13.6. Entire Agreement

This Agreement together with all documents incorporated herein are the complete and exclusive statement of the mutual understanding of the parties and supersedes and cancels all previous written and oral agreements and communications relating to the subject matter of this Agreement. Customer acknowledges that the Services are online, subscription-based products and that in order to provide improved customer experience. Lumiplan may make changes to the Services, and Lumiplan will update the applicable Documentation accordingly.

13.7. Force Majeure

Neither party will be liable to the other for any delay or failure to perform any obligation under this Agreement (except for a failure to pay fees) if the delay or failure is due to unforeseen events that occur after the signing of this Agreement and that are beyond the reasonable control of such party, such as a strike, blockade, war, act of terrorism, riot, natural disaster, failure or diminishment of power or telecommunications or data networks or services, or refusal of a license by a government agency.

13.8. Subcontractors

We may use the services of subcontractors and permit them to exercise the rights granted to us in order to provide the Services under this Agreement, provided that we remain responsible for (i) compliance of any such subcontractor with the terms of this Agreement and (ii) for the overall performance of the Services as required under this Agreement.

13.9. Subpoenas

Nothing in this Agreement prevents us from disclosing Customer Data to the extent required by law, subpoenas, or court orders, but we will use commercially reasonable efforts to notify Customer where permitted to do so.

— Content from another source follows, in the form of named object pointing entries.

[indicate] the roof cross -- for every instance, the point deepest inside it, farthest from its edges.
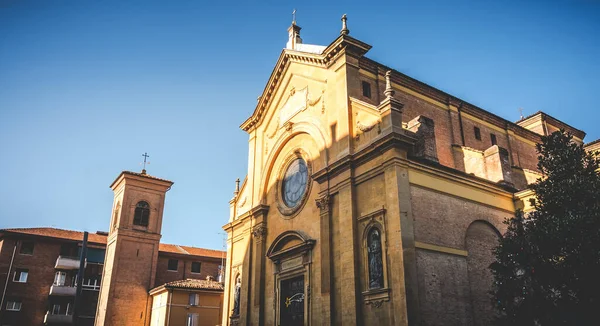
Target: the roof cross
(145, 156)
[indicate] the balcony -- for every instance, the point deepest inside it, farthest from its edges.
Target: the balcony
(63, 290)
(58, 319)
(65, 262)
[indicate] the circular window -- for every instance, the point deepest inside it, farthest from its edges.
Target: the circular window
(294, 183)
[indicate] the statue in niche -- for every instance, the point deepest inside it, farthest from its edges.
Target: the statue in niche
(236, 297)
(375, 259)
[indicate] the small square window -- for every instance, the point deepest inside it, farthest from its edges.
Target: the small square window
(477, 133)
(194, 299)
(21, 275)
(196, 267)
(366, 89)
(192, 320)
(26, 248)
(13, 305)
(173, 264)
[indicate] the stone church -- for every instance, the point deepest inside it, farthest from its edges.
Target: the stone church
(371, 198)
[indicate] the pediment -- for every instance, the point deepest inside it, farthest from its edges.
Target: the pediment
(289, 243)
(327, 57)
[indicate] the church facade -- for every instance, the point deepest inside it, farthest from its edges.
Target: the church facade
(371, 198)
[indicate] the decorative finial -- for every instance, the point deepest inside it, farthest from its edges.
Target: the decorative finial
(145, 156)
(389, 91)
(345, 30)
(237, 186)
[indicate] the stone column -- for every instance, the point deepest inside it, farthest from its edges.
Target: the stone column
(259, 233)
(350, 295)
(401, 246)
(324, 205)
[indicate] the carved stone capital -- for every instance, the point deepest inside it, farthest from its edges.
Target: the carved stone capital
(259, 231)
(323, 203)
(376, 304)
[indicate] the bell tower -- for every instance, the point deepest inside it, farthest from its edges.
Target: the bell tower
(131, 249)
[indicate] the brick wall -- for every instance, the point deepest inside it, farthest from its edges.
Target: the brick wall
(163, 275)
(448, 128)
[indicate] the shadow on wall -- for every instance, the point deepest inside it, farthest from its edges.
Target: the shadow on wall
(480, 240)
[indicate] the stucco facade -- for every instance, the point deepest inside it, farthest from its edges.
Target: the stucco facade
(434, 175)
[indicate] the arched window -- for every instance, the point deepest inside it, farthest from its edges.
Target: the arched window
(142, 214)
(116, 215)
(375, 259)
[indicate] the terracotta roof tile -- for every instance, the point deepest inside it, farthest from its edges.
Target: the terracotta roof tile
(101, 239)
(195, 284)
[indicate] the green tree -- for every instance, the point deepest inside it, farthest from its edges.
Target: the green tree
(547, 268)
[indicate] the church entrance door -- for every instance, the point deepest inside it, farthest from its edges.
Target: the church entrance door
(292, 302)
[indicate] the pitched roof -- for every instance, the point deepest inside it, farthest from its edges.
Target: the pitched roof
(100, 238)
(194, 284)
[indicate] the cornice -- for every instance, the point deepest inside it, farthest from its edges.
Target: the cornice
(343, 44)
(366, 153)
(401, 79)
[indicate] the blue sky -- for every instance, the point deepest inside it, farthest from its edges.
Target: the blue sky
(86, 87)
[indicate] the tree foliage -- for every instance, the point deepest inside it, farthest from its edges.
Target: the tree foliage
(547, 268)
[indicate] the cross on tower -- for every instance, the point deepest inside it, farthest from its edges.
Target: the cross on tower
(145, 156)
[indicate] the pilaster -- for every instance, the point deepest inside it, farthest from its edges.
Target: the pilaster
(401, 247)
(350, 294)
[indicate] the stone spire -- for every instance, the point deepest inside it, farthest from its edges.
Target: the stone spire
(389, 91)
(345, 30)
(237, 187)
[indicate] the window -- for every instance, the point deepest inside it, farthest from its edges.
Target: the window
(221, 273)
(194, 299)
(21, 275)
(477, 133)
(366, 89)
(13, 305)
(26, 248)
(375, 259)
(192, 320)
(69, 250)
(142, 214)
(195, 267)
(173, 264)
(59, 278)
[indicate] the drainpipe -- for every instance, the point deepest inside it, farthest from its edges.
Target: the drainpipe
(80, 275)
(8, 275)
(170, 294)
(462, 134)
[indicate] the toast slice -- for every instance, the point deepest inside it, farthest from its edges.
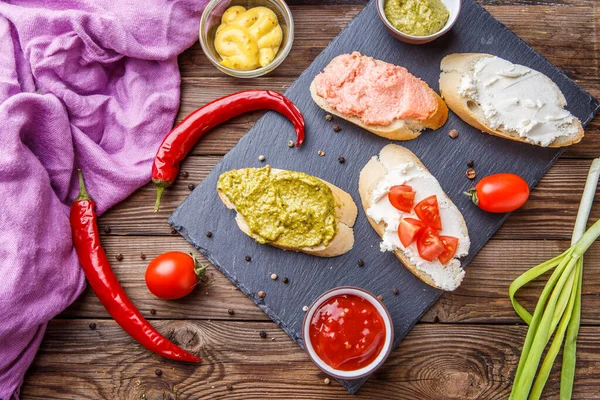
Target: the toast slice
(455, 67)
(345, 213)
(450, 276)
(399, 129)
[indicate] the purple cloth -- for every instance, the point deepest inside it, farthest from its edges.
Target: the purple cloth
(83, 83)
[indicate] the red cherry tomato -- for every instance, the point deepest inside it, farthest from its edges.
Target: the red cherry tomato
(450, 244)
(408, 230)
(428, 211)
(173, 275)
(402, 197)
(500, 193)
(429, 244)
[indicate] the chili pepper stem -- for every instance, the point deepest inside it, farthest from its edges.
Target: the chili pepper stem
(160, 188)
(83, 194)
(472, 195)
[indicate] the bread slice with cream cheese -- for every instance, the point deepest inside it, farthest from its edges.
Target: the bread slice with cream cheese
(531, 95)
(391, 158)
(345, 213)
(399, 129)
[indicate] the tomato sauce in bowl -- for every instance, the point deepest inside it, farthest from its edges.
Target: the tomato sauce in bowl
(348, 332)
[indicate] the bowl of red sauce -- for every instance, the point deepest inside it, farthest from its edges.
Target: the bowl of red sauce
(348, 332)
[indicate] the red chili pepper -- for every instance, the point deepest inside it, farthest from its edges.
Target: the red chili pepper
(184, 136)
(105, 284)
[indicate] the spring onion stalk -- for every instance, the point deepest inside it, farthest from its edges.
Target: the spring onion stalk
(557, 314)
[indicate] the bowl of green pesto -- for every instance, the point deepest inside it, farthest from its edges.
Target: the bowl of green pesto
(418, 21)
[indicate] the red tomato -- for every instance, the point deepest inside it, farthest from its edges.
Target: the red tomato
(450, 244)
(408, 230)
(429, 244)
(428, 211)
(402, 197)
(500, 193)
(172, 275)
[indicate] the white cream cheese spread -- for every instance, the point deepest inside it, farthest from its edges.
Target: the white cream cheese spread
(447, 276)
(517, 99)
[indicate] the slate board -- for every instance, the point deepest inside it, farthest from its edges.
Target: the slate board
(475, 31)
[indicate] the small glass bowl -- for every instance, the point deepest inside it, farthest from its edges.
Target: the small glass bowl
(453, 7)
(211, 19)
(389, 336)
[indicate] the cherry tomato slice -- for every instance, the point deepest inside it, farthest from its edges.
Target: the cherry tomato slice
(402, 197)
(429, 244)
(428, 211)
(408, 230)
(450, 244)
(500, 193)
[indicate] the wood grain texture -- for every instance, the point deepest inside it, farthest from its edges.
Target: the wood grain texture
(549, 214)
(471, 362)
(476, 31)
(482, 298)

13.10. Independent Contractors

The parties to this Agreement are independent contractors. There is no relationship of partnership, joint venture, employment, franchise, or agency created hereby between the parties. Neither party will have the power to bind the other or incur obligations on the other party’s behalf without the other party’s prior written consent.

13.11. Export Control

In its use of the Services, Customer agrees to comply with all export and import laws and regulations of the United States and other applicable jurisdictions. Without limiting the foregoing, (i) Customer represents and warrants that it is not listed on any U.S. government list of prohibited or restricted parties or located in (or a national of) a country that is subject to a U.S. government embargo or that has been designated by the U.S. government as a “terrorist supporting” country, (ii) Customer will not (and will not permit any of its users to) access or use the Services in violation of any U.S. export embargo, prohibition or restriction, and (iii) Customer will not submit to the Services any information that is controlled under the U.S. International Traffic in Arms Regulations.

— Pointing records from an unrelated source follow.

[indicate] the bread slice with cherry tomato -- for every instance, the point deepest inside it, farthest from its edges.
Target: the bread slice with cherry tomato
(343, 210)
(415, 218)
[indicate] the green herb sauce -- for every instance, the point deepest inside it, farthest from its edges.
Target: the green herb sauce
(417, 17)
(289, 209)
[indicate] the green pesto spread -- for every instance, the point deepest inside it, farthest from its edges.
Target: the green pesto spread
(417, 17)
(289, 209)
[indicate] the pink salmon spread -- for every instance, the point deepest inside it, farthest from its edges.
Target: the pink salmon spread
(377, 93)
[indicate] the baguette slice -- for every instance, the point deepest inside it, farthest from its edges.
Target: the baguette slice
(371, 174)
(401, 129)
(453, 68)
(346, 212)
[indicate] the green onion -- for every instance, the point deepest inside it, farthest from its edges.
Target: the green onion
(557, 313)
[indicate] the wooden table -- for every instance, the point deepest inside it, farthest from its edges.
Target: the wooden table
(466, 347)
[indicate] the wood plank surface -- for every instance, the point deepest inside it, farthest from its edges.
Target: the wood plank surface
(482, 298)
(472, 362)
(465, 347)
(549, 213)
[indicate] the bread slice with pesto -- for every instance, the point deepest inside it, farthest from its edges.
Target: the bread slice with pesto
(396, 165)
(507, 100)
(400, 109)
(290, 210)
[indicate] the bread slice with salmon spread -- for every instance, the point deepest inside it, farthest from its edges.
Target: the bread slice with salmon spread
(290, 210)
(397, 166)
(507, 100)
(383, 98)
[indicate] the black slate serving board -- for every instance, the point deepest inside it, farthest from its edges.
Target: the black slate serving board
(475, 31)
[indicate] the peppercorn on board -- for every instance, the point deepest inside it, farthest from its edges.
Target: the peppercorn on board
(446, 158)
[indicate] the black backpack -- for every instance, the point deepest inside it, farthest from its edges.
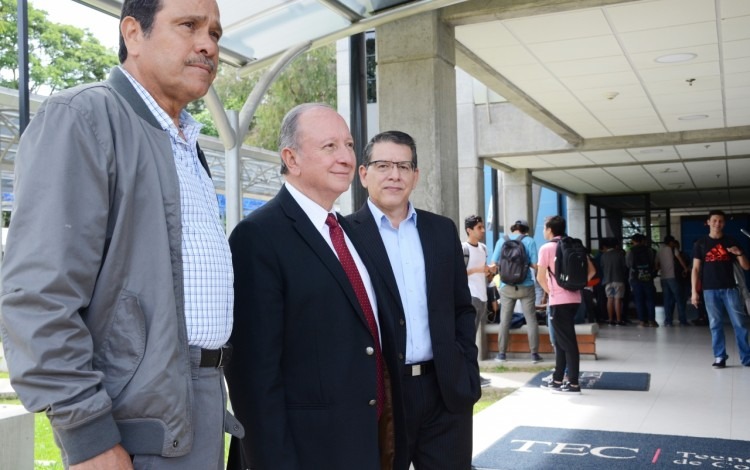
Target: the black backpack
(643, 266)
(514, 261)
(571, 264)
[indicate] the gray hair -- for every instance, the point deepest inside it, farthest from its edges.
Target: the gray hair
(288, 132)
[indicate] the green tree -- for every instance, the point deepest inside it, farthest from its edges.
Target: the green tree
(60, 56)
(311, 77)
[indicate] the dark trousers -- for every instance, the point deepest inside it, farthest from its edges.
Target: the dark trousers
(644, 294)
(438, 439)
(566, 345)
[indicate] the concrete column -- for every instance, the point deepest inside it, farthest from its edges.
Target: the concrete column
(517, 199)
(345, 202)
(417, 95)
(16, 438)
(470, 167)
(576, 217)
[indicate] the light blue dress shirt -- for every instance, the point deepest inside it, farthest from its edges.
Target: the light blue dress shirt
(404, 250)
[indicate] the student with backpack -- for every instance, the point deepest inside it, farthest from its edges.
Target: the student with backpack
(475, 258)
(514, 255)
(641, 261)
(564, 270)
(714, 257)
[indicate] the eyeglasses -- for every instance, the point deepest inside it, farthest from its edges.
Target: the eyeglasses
(385, 166)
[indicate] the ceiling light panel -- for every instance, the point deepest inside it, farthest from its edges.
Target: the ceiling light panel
(704, 53)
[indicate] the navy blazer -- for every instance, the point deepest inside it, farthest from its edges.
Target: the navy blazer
(301, 380)
(451, 314)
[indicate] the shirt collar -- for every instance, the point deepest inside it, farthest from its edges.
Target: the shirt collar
(381, 218)
(312, 209)
(190, 127)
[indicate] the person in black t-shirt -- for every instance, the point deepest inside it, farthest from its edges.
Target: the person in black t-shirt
(713, 267)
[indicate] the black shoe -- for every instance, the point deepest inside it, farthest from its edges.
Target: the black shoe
(552, 385)
(568, 388)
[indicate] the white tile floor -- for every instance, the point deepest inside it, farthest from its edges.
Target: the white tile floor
(686, 397)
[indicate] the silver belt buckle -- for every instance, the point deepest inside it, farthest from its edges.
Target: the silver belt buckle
(221, 358)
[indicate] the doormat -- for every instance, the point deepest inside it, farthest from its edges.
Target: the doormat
(536, 448)
(631, 381)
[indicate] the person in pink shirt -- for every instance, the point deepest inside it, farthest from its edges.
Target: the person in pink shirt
(563, 306)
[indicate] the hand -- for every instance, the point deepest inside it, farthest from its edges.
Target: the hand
(116, 458)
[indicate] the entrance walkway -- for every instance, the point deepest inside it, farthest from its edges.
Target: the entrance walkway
(687, 396)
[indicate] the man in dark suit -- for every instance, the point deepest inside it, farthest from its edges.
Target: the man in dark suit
(418, 254)
(307, 365)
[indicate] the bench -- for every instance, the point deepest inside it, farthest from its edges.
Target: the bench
(519, 339)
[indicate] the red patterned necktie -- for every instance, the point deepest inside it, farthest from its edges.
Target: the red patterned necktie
(350, 268)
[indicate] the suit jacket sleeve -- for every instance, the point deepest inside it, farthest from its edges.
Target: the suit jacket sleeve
(255, 374)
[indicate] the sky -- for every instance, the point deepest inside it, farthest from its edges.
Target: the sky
(103, 27)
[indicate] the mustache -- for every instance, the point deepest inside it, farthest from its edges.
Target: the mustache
(202, 60)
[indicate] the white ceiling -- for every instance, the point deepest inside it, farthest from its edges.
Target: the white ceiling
(585, 69)
(595, 71)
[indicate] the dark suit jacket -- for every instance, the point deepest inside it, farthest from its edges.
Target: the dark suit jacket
(300, 379)
(451, 314)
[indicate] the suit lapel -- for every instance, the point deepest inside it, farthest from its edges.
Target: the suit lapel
(310, 235)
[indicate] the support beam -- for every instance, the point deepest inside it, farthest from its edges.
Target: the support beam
(480, 11)
(701, 136)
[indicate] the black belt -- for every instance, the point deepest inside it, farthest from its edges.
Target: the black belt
(216, 357)
(420, 368)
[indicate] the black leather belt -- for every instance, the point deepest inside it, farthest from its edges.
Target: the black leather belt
(421, 368)
(216, 357)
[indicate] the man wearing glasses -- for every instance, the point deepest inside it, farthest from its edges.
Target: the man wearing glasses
(418, 256)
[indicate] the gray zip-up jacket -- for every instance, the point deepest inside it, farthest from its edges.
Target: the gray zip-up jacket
(92, 307)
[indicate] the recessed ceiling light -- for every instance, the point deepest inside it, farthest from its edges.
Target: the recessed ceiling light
(693, 117)
(676, 58)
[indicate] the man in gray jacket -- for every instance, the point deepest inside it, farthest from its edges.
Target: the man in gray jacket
(117, 280)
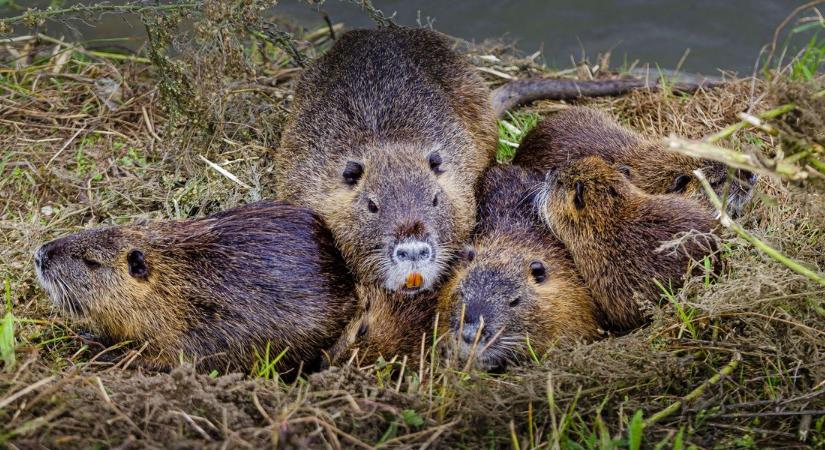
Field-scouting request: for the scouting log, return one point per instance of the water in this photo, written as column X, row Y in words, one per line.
column 717, row 34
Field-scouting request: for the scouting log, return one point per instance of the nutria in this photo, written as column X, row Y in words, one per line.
column 615, row 233
column 387, row 324
column 516, row 283
column 389, row 133
column 581, row 131
column 217, row 289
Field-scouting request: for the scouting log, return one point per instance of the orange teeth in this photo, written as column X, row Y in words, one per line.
column 414, row 280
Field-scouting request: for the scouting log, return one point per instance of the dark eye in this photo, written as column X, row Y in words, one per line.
column 435, row 163
column 352, row 173
column 679, row 184
column 578, row 199
column 625, row 170
column 538, row 271
column 137, row 264
column 468, row 253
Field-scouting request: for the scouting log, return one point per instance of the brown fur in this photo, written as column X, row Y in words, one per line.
column 215, row 288
column 387, row 325
column 579, row 132
column 496, row 282
column 387, row 99
column 613, row 230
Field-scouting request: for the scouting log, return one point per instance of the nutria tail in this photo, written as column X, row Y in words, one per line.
column 519, row 92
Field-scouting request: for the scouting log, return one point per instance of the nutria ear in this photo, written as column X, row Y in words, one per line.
column 679, row 184
column 468, row 253
column 538, row 271
column 435, row 163
column 352, row 172
column 578, row 199
column 137, row 264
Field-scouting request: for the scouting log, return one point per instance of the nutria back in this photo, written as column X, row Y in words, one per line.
column 389, row 133
column 516, row 283
column 617, row 236
column 580, row 132
column 217, row 289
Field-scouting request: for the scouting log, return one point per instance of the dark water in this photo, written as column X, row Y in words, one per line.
column 726, row 34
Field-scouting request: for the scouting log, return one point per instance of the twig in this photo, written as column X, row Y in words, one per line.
column 770, row 114
column 726, row 221
column 34, row 16
column 696, row 393
column 224, row 172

13.12. Government End-Users

Elements of the Services are commercial computer software. If the user or licensee of the Services is an agency, department, or other entity of the United States Government, the use, duplication, reproduction, release, modification, disclosure, or transfer of the Services, or any related documentation of any kind, including technical data and manuals, is restricted by a license agreement or by the terms of this Agreement in accordance with Federal Acquisition Regulation 12.212 for civilian purposes and Defense Federal Acquisition Regulation Supplement 227.7202 for military purposes. All Services were developed fully at private expense. All other use is prohibited.

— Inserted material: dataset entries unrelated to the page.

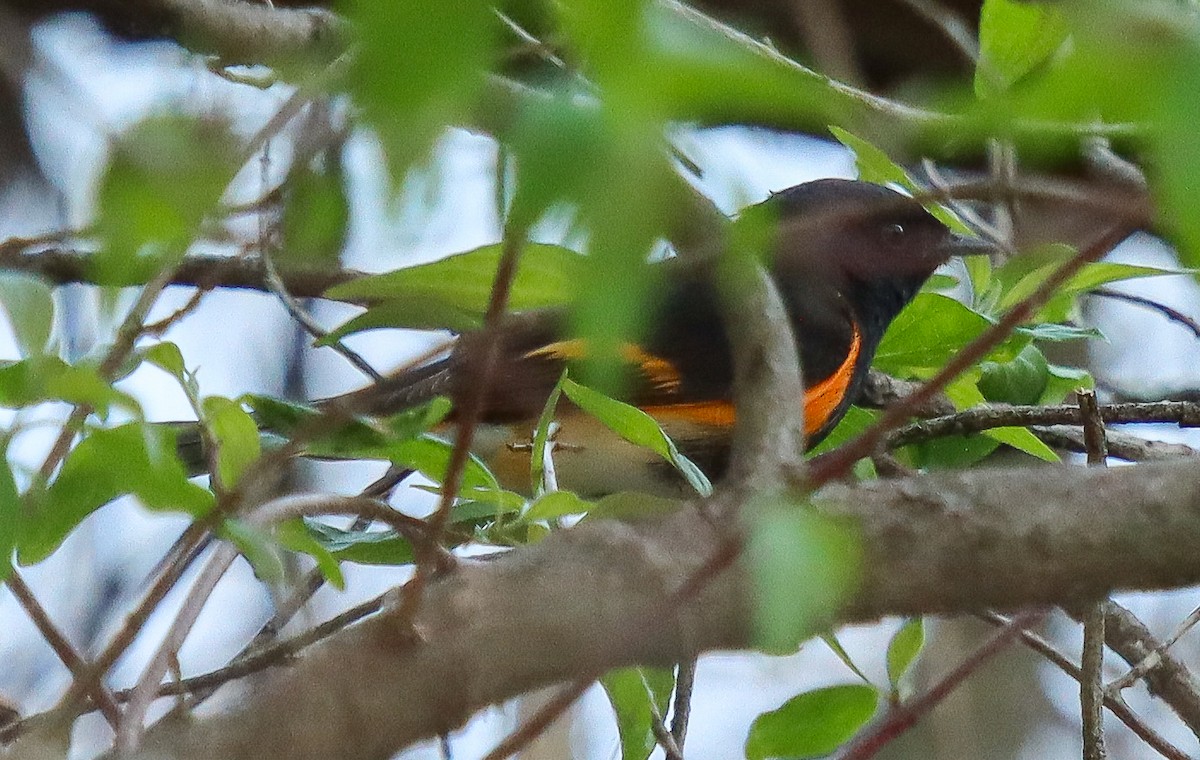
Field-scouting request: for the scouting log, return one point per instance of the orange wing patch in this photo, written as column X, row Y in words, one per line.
column 660, row 372
column 821, row 400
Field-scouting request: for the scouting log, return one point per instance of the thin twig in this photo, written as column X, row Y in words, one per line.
column 1174, row 315
column 1183, row 413
column 539, row 722
column 903, row 717
column 75, row 663
column 685, row 678
column 1091, row 662
column 1116, row 705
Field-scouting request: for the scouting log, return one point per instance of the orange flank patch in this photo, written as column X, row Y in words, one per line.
column 821, row 400
column 661, row 373
column 709, row 413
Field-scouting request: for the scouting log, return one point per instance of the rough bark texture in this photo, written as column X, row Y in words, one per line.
column 599, row 596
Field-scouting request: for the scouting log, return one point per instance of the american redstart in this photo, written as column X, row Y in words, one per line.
column 846, row 256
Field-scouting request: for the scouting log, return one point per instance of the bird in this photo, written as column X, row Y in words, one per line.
column 846, row 256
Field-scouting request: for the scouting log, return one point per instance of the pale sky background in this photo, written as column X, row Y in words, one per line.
column 91, row 89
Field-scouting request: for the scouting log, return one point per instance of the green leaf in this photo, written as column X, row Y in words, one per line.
column 137, row 459
column 792, row 548
column 813, row 724
column 1063, row 381
column 259, row 548
column 928, row 334
column 541, row 436
column 1020, row 381
column 1015, row 39
column 11, row 515
column 875, row 166
column 831, row 641
column 966, row 394
column 165, row 177
column 361, row 546
column 556, row 504
column 294, row 536
column 235, row 435
column 418, row 67
column 48, row 378
column 637, row 428
column 636, row 694
column 454, row 292
column 906, row 644
column 29, row 303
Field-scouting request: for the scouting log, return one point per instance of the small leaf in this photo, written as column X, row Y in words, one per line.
column 1014, row 40
column 462, row 283
column 363, row 546
column 928, row 334
column 1020, row 381
column 29, row 303
column 235, row 435
column 813, row 724
column 137, row 459
column 294, row 536
column 792, row 548
column 636, row 694
column 831, row 641
column 906, row 644
column 637, row 428
column 556, row 504
column 875, row 166
column 540, row 437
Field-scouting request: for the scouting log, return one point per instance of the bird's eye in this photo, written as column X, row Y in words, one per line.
column 893, row 233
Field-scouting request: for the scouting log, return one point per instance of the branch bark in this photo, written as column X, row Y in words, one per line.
column 593, row 597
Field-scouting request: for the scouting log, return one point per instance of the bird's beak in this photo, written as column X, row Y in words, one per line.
column 958, row 244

13.13. Marketing/Use Of Name

Except as otherwise set forth herein, Lumiplan may refer to the Customer in any publicity materials, advertising, sales promotions, trade shows, or marketing materials or similar communications.

13.14. Counterparts

This Agreement may be executed in counterparts, each of which will be deemed an original and all of which together will be considered one and the same agreement.